In this state, the operation unit 3 is operated to emit an ultrasound beam from the array 15 to perform ultrasound scanning, but in order to move the ultrasound probe 12 to another target area, the pressing force must be released and the operator must If you pull it out toward your hand, the curved part will elastically return to its straight shape and the tip 13 will be straightened.
The needle-like part 17 is extracted from the living body.

In this way, the ultrasonic transducer surface 15a can be brought into contact with the target region by the simple operation of pressing the ultrasonic probe against the living body A, thereby eliminating the need for the conventional complicated bending operation and the complicated configuration therefor.
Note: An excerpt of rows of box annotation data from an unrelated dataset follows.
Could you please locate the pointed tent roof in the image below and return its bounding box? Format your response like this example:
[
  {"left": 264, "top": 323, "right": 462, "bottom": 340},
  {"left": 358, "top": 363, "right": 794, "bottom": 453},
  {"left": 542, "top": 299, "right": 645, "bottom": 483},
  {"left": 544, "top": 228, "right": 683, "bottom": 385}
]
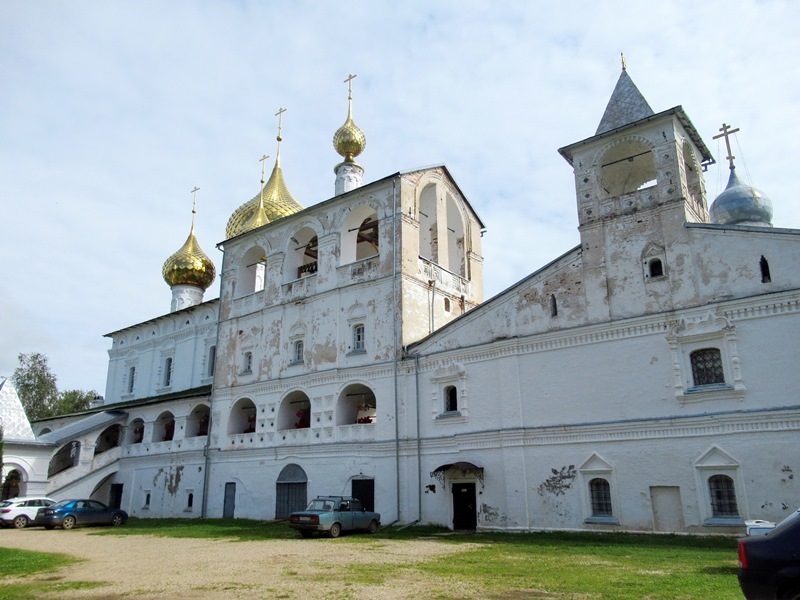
[
  {"left": 0, "top": 379, "right": 36, "bottom": 441},
  {"left": 595, "top": 69, "right": 654, "bottom": 135}
]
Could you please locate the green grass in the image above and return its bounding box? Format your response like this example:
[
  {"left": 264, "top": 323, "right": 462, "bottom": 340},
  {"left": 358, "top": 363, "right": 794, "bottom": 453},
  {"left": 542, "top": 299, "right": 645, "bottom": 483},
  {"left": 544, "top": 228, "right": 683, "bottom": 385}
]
[
  {"left": 6, "top": 519, "right": 741, "bottom": 600},
  {"left": 0, "top": 548, "right": 99, "bottom": 600}
]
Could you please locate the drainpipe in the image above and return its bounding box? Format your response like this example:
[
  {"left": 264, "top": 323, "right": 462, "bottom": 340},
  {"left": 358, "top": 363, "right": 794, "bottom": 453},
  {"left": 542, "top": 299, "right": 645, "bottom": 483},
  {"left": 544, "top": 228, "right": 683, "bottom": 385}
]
[
  {"left": 414, "top": 354, "right": 422, "bottom": 522},
  {"left": 392, "top": 178, "right": 402, "bottom": 521},
  {"left": 200, "top": 246, "right": 227, "bottom": 519}
]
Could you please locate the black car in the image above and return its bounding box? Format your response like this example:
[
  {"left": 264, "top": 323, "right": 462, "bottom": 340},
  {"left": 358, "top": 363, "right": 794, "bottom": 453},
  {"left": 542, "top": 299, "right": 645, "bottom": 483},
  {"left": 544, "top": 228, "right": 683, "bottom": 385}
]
[
  {"left": 36, "top": 499, "right": 128, "bottom": 529},
  {"left": 739, "top": 509, "right": 800, "bottom": 600}
]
The signal cable 16, which is connected to the ultrasonic transducer 15b and extends through the ultrasonic probe 12 and through the universal cord to the connector, normally has a length of about 3 to 4 m, but the diameter of the ultrasonic probe 12 is In order to make it thinner, the diameter of the signal cable 16 must also be made thinner. Although this is necessary to reduce patient pain, this increases capacitance and conductive resistance, resulting in poor S/N ratio and deterioration of ultrasound images. Therefore, it is desired to reduce the diameter of the insertion portion of the ultrasound probe 12 without degrading the image quality.
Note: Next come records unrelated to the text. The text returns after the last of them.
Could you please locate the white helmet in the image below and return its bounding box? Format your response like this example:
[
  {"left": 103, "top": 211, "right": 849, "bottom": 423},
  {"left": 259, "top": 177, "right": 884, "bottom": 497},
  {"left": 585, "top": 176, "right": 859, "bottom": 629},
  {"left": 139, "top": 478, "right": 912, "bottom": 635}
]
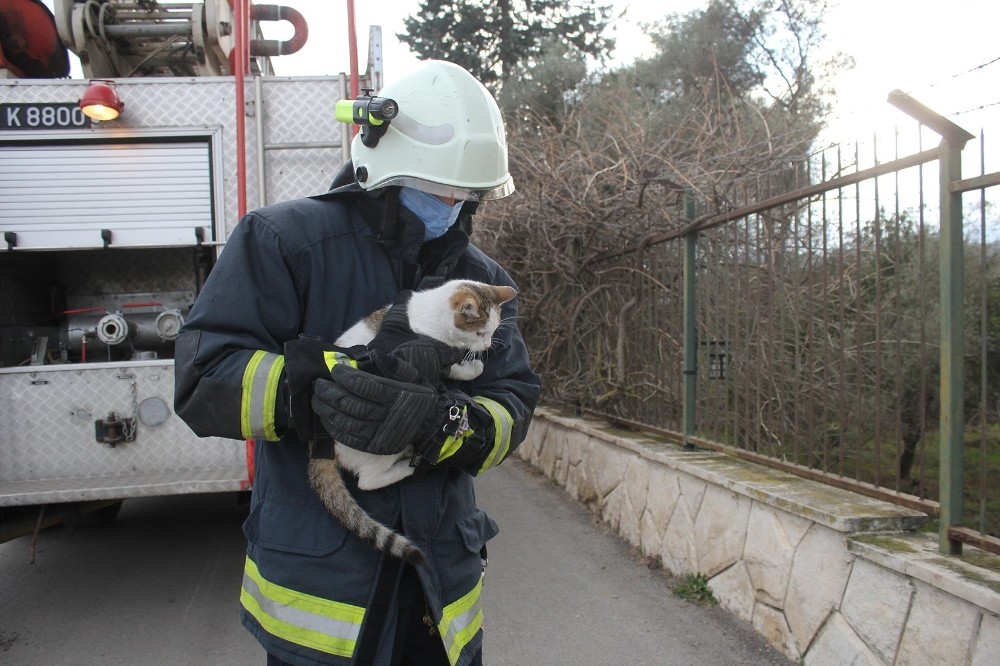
[{"left": 351, "top": 60, "right": 514, "bottom": 201}]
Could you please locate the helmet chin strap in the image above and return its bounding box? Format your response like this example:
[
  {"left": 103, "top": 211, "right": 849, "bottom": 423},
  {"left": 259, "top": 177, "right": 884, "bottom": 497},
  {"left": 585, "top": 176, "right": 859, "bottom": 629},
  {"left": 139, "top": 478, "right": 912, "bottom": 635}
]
[{"left": 378, "top": 187, "right": 400, "bottom": 243}]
Therefore, in this embodiment, the signal cable 16 passes through the operation section 3 and extends to the connector 6, but it is connected via a relay board (not shown) provided in the circuit section inside the operation section 3. The diameter of the signal cable 16 is made different between the ultrasonic probe 12 side and the connector 6 side. In other words, the length of the signal cable from the array 15 in the tip chip 13 to the board in the circuit section is about 1 to 1.5 m, but it is AWG 3.
The length of the signal cable from the board to the connector 6 is about 3 m, and a cable of about 8W632 to 36 is used. By doing this, the capacitance of a small diameter signal cable is about 90 to 110 pF, but the capacitance of a large diameter signal cable can be reduced to 70 pF or less, so the total capacitance of the entire length is As a result, the S/N ratio is improved, and image quality deterioration can be suppressed as much as possible.

〔Effect of the invention〕

As described above, according to the present invention, by configuring the sheath portion in the vicinity of the distal tip to be easily bendable, a slight push can easily cause the distal tip to be applied according to the angle of the target area. can be brought into contact with This makes it possible to obtain clear ultrasound images necessary for ultrasound diagnosis. Furthermore, there is no need for a complicated configuration for bending operation as in the conventional art.
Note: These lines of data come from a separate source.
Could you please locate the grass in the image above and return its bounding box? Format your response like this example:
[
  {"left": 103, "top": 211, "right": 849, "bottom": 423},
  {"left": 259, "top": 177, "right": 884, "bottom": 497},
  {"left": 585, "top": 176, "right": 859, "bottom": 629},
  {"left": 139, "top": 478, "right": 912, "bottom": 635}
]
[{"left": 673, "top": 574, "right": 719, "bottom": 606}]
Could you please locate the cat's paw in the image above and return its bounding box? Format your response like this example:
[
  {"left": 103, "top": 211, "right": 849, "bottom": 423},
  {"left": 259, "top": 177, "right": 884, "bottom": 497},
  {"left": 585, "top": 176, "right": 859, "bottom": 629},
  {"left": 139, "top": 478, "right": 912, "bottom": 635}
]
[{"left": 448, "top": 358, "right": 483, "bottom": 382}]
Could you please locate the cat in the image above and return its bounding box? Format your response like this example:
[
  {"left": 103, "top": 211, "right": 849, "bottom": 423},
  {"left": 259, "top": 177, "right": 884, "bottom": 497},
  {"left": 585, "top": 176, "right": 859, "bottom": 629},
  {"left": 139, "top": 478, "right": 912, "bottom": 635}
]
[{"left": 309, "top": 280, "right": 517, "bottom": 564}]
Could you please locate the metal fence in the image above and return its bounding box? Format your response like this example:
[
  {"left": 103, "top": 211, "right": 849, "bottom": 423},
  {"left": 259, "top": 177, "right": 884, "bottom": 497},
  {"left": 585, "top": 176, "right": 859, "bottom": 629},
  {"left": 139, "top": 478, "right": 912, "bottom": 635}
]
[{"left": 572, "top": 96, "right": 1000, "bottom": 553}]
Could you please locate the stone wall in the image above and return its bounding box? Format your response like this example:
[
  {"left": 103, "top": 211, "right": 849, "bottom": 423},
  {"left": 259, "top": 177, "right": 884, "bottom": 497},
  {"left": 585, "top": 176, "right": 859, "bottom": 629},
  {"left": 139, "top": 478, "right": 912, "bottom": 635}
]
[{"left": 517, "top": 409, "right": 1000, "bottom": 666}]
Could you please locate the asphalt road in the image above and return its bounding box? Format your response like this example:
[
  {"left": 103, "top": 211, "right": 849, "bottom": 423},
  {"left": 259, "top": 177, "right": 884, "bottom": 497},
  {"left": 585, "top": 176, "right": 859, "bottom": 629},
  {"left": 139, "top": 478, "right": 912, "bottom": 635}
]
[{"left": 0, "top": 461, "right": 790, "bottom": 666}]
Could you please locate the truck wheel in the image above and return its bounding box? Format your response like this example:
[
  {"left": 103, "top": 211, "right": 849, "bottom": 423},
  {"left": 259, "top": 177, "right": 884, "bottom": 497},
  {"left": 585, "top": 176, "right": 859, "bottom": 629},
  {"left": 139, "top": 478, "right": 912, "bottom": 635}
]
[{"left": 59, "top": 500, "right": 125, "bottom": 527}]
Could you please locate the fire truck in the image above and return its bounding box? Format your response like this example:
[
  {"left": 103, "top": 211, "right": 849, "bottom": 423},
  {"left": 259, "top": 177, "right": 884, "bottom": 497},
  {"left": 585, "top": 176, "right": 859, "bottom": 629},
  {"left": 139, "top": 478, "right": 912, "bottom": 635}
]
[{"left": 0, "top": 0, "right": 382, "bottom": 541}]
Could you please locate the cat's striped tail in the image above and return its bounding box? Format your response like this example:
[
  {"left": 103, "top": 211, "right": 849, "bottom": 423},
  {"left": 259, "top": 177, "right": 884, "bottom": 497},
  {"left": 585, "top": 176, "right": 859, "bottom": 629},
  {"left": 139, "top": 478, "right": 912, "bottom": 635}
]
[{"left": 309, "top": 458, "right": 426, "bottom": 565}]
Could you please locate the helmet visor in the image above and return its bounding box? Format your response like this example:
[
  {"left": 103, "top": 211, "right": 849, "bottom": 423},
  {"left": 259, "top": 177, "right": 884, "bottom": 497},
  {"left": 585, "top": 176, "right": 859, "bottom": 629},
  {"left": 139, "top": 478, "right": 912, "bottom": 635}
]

[Brief explanation of the drawing]

FIG. 1 is a perspective view of an endoscope apparatus using an ultrasound probe of the present invention, FIG. 2 is a cross-sectional view showing a main part of an embodiment of the present invention, and FIG. 3 is a front view of the same. FIG. 4 is a sectional view showing the state of use. 9...Tip rigid part 19a...Channel 1
3... Tip tip 14... Sheath part 15.
...Array 15b...Ultrasonic transducer 17
...Acicular portion 18...Roughly wound coil portion 19
... Closely wound coil part 20 ... Tube patent applicant Olympus Optical Industry Co., Ltd.

Claims (1)

[Claims] 1. In an ultrasonic probe that is used by being inserted into a required channel of an endoscope, an ultrasonic transducer is attached to the distal end surface of a distal tip provided with a contact surface to the subject. A flexible sheath part continuous to the tip is formed so that a required part near the tip has a higher degree of flexibility than other parts. 1. An ultrasonic probe characterized in that a distal tip is bent by a pressing force from an ultrasonic transducer so that a contact surface of an ultrasonic transducer can come into contact with a target region of a subject.